## Learning outcomes of the course unit

Knowledge and understanding.

Students must achive thorough conceptual understanding of the theoretical foundations of multivariable differential and integral calculus as well as computational fluency.

Applying knowledge and understanding.

Students must be able to apply the forementioned notions to solve medium level problems related to the field of study and to understand how the forementioned notions can be used for solving problems in a more applied context.

Making judgements.

Students must be able to evaluate coherence and correctness of results obtained by themselves or by others.

Communication skills.

Students must be able to communicate in a clear, precise and complete way mathematical statements in the field of study, also in a broader context than mere calculus.

## Prerequisites

Differential and integral calculus for functions of one real variable. Linear algebra.

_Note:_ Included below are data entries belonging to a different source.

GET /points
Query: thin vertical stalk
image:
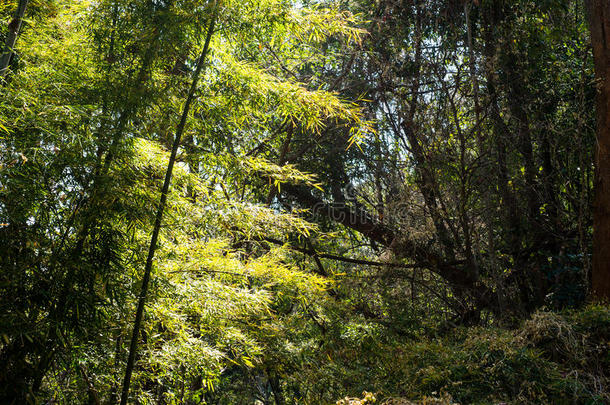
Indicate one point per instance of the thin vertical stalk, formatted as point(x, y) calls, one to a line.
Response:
point(160, 209)
point(13, 30)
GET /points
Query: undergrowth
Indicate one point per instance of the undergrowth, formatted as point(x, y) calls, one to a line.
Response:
point(552, 358)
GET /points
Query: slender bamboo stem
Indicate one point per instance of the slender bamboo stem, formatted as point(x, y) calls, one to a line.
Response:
point(160, 209)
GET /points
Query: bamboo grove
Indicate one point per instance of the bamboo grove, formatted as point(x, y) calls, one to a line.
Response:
point(282, 202)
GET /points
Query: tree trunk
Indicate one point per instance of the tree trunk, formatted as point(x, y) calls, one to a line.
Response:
point(599, 24)
point(11, 38)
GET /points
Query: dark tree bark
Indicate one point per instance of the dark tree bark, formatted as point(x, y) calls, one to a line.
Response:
point(599, 24)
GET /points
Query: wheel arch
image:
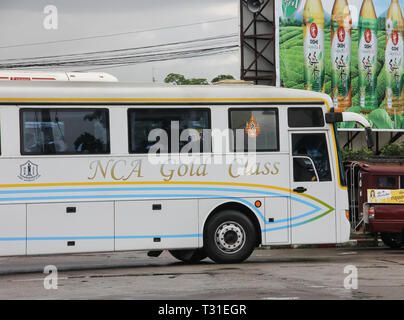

## Course contents summary

Multivariable differential and integral calculus.

## Course contents

1) Preliminaries of linear algebra and topology.

Linear algebra and geometry.

Vectors spaces. Norms and scalar products. Cauchy--Schwarz inequality. Linear mappings and matrices. Eigenvalues and diagonalization of symmetric matrices. Quadratic forms.

Metric and euclidean spaces.

Interior, cluster and boundary points. Open and closed sets. Sequences and complete metric spaces. Compact and connected sets. Continuous functions. Bounded linear operators. Lipschitz functions and contraction principle.

2) Multivariable differential calculus.

Limits and continuity.

Limits of multivariable functions. Continuous functions.

Differentiable functions.

Directional and partial derivatives. Differentiable functions. The gradient and its geometrical meaning. Tangent planes, tangent and normal vectors. Chain rule. Functions of class C^1. The inverse function theorem. Diffeomorphisms and changes of variables.

Functions of class C^k.

Higher order differentiable functions. Functions of class C^k. Schwartz's theorem. Taylor's formula (Peano's and Lagrange's reminders).

Optimization of multivariable functions.

Local and global maxima and minima, saddle points. Necessary and sufficient conditions for optimality.

Manifolds in R^N.

The implicit function theorem. Manifolds in R^N. Lagrange's multiplier.

3) Multiple integrals

Measure theory.

Volume of N-rectangles. Measurable sets and Jordan measure. Negligible sets and characterization of measurable sets. Sufficient conditions for measurability.

Integration.

Integration of bounded functions over measurable sets. Properties of the integral. Iterated integrals. Change of variables formula for linear maps. Jacobian of linear maps. Change of variable formula for multiple integrals. Polar and cylindrical coordinates.

## Recommended readings

N. Fusco - P. Marcellini - C. Sbordone "Analisi matematica 2", Liguori, Napoli 2001

W. Fleming "Functions of several variables", Springer, New York 1977

W. Rudin "Principles of Mathematical Analysis", McGraw--Hill, New York 1976

J. L. Taylor "Foundations of analysis", American Mathematical Society, Providence RI 2012

## Teaching methods

Lectures in classroom and laboratory activities.

## Assessment methods and criteria

Exams test for thorough conceptual understanding of theoretical results and computational fluency. Consist of a written text followed by a colloquium.